Why “Pet-Free” College Housing Isn’t What It Seems
Sending your child off to college with pet allergies isn’t as easy as it sounds. Many parents and students mistakenly assume that dorms will be animal free. However, you are very likely to find students with an Emotional Support Animal (ESA) living in the college dorm.
An ESA is a pet that isn’t trained to specifically assist with a disability, such as a working service dog for the blind. Instead, the support animal mitigates emotional or psychological issues such as anxiety or depression. The ESA can be a dog, cat, snake, gerbil, mini-pig, etc.; however dogs and miniature horses are the only ones recognized as a working service animal.
According to U.S. law, working service animals can accompany a person with a disability anywhere. The ESA, by law, may accompany a person in the cabin of an airplane and may live with a person, even in “pet-free” housing. There may be further accommodations for a support animal if a doctor feels the animal is necessary in broader areas of the person’s life.
The increase in ESAs living on campus can be attributed to a few items. The ADA Amendments Act of 2008 that broadly expanded what a disability is, and a lawsuit settled before trial brought by the United States against the University of Nebraska at Kearney in which college dorms were determined to be covered by the Fair Housing Act. The U.S. Department of Justice filed a lawsuit against the school on behalf of a student with an ESA who was denied university housing with the animal.

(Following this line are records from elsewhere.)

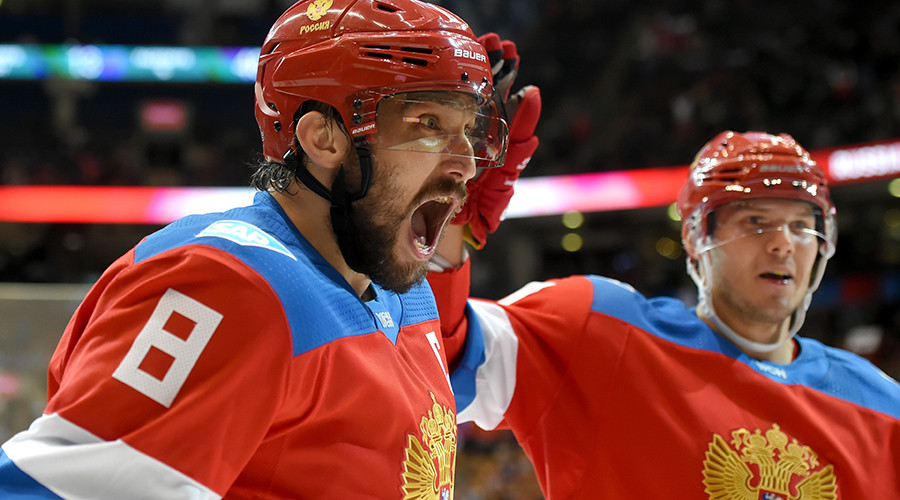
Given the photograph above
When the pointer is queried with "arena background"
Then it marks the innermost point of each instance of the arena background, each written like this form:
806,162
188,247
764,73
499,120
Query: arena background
626,86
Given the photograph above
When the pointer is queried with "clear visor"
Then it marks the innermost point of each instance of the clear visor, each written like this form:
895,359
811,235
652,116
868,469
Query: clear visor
799,236
759,221
442,122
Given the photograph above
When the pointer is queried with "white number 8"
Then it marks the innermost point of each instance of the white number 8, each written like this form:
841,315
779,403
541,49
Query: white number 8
185,352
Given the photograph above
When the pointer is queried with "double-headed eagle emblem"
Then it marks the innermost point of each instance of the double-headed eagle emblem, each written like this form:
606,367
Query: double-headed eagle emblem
766,466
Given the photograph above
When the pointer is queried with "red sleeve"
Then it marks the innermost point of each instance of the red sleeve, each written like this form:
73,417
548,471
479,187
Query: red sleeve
173,355
451,290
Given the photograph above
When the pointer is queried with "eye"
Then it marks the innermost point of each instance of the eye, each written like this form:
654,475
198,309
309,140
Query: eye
429,121
755,220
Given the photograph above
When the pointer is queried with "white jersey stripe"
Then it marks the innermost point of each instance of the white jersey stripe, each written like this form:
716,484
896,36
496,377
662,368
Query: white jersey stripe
76,465
495,380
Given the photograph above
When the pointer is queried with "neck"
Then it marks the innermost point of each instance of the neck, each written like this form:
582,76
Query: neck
765,344
311,215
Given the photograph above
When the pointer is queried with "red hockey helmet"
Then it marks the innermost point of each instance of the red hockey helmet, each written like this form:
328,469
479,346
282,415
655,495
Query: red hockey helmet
737,166
352,53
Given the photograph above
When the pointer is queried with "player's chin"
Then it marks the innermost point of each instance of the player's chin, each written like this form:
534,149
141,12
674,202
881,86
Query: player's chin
403,274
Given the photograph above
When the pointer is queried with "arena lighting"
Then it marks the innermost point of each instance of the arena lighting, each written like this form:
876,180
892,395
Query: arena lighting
535,196
128,63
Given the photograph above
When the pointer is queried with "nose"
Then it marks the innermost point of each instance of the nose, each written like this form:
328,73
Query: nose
781,240
460,161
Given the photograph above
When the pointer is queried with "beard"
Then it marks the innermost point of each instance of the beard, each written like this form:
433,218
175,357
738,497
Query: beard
374,223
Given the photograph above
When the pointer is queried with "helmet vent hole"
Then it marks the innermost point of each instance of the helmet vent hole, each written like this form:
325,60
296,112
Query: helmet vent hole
386,7
376,51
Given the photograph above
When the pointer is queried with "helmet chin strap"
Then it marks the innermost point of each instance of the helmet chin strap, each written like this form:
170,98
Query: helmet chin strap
341,200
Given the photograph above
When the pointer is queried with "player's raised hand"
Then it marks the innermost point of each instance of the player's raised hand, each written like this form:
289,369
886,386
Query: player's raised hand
490,192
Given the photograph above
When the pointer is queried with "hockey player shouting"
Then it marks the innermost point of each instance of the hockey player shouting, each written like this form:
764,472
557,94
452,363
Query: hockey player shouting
290,349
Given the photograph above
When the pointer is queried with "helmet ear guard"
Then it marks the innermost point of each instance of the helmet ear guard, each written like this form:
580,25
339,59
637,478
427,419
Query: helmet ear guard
742,166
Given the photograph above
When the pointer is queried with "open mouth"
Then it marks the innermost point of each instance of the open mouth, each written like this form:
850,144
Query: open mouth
777,276
428,221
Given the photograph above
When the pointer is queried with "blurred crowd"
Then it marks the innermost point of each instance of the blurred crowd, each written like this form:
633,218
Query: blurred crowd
624,84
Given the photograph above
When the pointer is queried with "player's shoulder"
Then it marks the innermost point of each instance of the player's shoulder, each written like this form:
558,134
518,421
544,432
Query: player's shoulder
849,376
851,365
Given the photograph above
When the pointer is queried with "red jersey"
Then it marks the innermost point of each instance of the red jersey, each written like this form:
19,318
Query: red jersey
224,357
613,395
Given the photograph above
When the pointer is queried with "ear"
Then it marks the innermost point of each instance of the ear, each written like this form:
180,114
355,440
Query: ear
687,242
322,140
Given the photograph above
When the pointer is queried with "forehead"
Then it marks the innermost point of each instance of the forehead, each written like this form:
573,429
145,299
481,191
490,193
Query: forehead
428,99
780,206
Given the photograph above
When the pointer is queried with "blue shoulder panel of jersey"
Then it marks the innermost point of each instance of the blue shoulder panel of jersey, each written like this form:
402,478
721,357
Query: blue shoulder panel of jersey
16,484
848,376
319,304
664,317
829,370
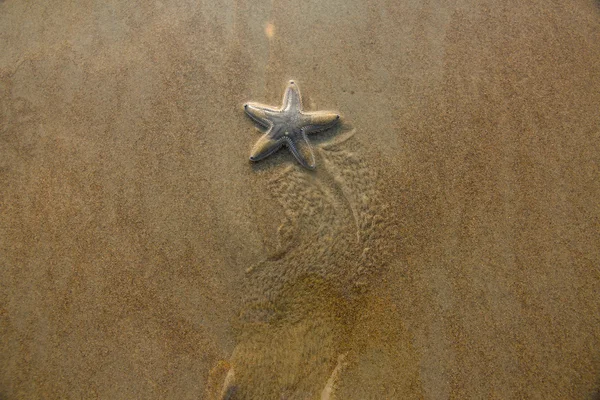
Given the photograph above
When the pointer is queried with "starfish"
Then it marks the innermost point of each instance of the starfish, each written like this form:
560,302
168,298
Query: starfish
288,126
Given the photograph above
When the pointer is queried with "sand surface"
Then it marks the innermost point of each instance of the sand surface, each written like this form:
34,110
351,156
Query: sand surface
447,245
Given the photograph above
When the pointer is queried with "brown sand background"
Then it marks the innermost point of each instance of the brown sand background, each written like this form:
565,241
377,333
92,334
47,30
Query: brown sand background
129,213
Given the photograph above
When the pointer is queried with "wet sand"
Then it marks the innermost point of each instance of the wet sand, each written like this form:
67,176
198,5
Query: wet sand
445,247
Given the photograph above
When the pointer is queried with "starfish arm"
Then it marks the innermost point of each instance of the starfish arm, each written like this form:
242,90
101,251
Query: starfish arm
260,113
265,146
319,121
301,149
291,98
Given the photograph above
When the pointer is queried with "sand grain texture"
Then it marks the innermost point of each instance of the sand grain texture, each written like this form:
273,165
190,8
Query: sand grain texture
447,249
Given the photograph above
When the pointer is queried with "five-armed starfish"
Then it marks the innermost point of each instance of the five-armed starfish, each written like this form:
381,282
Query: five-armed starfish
288,126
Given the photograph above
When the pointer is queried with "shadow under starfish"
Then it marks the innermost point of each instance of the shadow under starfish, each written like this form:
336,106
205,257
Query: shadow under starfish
288,126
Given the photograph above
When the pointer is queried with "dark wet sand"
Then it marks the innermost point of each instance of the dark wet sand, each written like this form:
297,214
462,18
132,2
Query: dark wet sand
129,213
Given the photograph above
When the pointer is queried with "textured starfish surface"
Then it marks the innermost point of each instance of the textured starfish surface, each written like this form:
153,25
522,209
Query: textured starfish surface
288,126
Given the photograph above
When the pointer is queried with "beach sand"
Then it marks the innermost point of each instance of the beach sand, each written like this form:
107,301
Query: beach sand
446,246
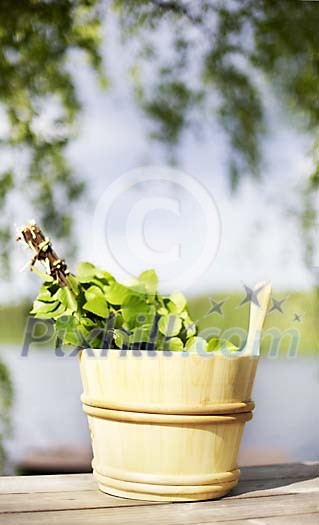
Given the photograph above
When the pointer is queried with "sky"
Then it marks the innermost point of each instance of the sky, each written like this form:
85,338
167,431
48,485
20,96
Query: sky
197,234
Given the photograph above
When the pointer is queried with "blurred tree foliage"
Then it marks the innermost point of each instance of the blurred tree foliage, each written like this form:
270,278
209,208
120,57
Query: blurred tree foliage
38,105
190,62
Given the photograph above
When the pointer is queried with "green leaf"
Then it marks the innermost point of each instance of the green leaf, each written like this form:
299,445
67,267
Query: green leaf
170,325
215,344
93,292
40,307
66,297
85,269
44,276
190,327
97,306
73,284
175,344
177,302
45,295
150,280
140,335
117,293
134,308
196,344
121,338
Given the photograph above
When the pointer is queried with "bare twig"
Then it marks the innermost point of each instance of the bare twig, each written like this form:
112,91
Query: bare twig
44,252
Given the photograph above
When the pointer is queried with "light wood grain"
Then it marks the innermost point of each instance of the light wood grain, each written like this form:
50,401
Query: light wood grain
274,494
179,514
173,384
184,447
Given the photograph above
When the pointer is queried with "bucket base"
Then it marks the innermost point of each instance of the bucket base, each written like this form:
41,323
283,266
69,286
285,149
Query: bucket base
150,492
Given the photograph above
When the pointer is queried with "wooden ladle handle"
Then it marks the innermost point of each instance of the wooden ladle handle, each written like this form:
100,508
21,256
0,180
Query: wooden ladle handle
258,311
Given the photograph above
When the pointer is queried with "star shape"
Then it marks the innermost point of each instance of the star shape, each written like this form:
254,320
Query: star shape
215,307
277,305
297,317
251,295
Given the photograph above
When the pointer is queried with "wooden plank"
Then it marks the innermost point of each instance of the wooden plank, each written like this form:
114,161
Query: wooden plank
56,483
63,500
298,519
79,499
179,514
73,482
270,487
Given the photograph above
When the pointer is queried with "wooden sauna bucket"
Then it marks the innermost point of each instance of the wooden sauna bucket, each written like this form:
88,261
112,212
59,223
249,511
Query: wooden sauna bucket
166,427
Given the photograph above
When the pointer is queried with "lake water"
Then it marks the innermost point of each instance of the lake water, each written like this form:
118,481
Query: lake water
47,410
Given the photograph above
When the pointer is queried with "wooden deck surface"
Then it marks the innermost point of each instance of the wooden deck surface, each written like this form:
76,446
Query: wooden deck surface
274,494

This legal determination has created a need for colleges and universities to balance the needs of students with ESAs with the needs of students with pet allergies or asthma.

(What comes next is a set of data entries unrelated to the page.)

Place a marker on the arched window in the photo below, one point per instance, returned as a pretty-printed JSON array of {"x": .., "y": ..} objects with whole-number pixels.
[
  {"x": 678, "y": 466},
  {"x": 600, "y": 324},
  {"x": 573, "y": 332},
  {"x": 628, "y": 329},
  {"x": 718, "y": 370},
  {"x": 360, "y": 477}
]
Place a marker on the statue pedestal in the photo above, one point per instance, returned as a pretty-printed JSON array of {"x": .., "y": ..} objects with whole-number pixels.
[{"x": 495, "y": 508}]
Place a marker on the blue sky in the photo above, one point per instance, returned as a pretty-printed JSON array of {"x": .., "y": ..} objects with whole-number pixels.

According to disability rights lawyer, Mary Vargas of Stein & Vargas based in Washington, D.C., “It’s the responsibility of the university to figure out how to accommodate all of their customers or to make modifications so all of their customers or students can equally access the services that they offer.”
For some students with allergies, who didn’t expect to find animals in a “pet-free” university apartment, accessing accommodations is a bumpy road. Judith Siemers’ daughter, a 20-year-old senior at the University of Denver, lived in on-campus housing for three years without ever mentioning her allergy to cats in housing paperwork, and never ran into a feline. Assuming that “pet-free” housing meant just that, mom and daughter never saw the need. “Our mistake is we never filed with disability services,” said Judith.

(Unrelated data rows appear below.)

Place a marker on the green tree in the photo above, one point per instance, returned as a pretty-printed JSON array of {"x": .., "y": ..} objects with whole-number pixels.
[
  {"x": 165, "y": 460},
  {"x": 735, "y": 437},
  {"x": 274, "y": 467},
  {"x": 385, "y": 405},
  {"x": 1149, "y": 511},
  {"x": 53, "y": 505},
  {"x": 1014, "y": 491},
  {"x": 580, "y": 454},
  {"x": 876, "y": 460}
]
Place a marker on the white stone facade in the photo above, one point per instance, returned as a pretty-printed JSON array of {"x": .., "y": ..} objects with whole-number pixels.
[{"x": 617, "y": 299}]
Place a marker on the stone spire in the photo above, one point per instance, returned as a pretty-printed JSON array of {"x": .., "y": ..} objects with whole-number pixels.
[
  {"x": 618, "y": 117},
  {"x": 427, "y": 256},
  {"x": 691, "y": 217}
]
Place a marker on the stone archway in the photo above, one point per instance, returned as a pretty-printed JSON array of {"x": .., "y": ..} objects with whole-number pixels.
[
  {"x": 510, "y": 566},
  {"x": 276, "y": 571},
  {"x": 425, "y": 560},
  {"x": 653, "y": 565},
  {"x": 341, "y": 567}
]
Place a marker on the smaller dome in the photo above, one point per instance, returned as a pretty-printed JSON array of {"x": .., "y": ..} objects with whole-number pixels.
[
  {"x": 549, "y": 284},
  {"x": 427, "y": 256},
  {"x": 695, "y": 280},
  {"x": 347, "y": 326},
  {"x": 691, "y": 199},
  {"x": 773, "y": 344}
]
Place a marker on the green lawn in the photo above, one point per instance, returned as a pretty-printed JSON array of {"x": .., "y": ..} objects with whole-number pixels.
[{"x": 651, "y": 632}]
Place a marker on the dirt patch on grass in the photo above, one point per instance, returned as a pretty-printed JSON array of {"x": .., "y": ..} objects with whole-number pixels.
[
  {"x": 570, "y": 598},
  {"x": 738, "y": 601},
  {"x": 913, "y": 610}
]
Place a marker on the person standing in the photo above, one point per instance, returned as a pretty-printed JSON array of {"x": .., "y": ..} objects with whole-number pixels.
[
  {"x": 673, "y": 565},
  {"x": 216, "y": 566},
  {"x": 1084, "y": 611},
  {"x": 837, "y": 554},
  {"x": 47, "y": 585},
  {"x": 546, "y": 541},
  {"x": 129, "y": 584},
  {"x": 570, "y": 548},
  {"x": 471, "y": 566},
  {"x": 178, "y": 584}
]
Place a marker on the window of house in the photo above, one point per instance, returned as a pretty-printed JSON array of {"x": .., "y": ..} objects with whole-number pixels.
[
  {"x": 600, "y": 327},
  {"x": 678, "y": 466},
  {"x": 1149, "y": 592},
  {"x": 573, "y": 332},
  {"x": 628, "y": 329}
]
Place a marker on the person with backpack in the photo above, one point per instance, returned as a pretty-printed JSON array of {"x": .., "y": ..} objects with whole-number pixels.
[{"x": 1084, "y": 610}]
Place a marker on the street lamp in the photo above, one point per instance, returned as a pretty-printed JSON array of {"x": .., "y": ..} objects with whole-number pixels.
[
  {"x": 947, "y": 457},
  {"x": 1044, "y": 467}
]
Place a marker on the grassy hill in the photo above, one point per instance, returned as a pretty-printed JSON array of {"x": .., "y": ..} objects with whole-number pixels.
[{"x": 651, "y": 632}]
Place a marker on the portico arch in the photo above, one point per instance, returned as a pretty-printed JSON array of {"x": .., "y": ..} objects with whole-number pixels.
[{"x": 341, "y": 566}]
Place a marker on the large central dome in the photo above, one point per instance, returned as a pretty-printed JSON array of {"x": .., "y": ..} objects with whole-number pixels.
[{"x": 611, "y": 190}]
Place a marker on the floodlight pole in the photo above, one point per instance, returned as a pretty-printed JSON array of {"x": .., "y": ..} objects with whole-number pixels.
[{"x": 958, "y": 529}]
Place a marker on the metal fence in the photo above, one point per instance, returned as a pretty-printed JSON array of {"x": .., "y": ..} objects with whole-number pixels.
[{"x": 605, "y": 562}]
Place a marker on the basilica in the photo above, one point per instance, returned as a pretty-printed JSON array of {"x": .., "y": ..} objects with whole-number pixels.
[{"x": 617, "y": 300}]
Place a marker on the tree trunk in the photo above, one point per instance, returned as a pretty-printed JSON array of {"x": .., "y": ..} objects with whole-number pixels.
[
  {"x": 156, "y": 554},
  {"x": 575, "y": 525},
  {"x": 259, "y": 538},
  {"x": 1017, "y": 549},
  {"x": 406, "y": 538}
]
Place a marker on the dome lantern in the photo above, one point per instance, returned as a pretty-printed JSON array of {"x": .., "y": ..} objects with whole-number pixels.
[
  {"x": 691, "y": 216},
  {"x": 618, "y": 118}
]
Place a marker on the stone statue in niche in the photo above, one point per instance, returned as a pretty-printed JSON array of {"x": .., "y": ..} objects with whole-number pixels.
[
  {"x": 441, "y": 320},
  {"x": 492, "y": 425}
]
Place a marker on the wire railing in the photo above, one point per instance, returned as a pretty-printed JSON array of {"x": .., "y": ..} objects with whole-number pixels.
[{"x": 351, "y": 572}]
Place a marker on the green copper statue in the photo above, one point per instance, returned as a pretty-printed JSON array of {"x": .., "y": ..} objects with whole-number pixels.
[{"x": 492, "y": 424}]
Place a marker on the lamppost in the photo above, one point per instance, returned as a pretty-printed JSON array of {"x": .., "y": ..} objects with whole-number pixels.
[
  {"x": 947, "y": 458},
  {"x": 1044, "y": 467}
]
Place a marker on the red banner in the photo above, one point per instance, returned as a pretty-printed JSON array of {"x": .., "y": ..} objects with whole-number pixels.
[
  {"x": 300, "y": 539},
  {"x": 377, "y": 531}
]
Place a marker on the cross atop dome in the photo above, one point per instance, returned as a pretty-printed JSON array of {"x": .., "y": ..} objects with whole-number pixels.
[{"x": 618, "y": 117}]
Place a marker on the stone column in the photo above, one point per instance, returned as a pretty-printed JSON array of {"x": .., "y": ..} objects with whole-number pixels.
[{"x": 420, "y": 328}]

At the beginning of the 2016 school year, a student with an ESA moved into her daughter’s apartment and neglected to mention having the cat to anyone, including the university. Judith’s daughter began having allergic reactions while in her dorm room and couldn’t figure out the source. Finally, a roommate in an adjoining suite admitted to having a cat in her room.
Once the cat’s presence was known, Judith’s daughter quickly filed with disability services about her allergy. The student with the ESA also had to file paperwork with disability services, which should have been completed prior to the cat moving in with her. The student with the feline had to move out of the apartment because of the issues surrounding university rules. Judith and her daughter learned a valuable lesson to never again assume that a “pet-free” building means not disclosing her cat allergy.
Colleges may need to restrict ESAs from specific areas of a dorm reserved for students with pet allergies. However, the only way a university is going to know that a student has an animal allergy is if the student files the necessary paperwork delineating such. This allows for the university to balance the needs of the student with the ESA with those of the student with animal allergies.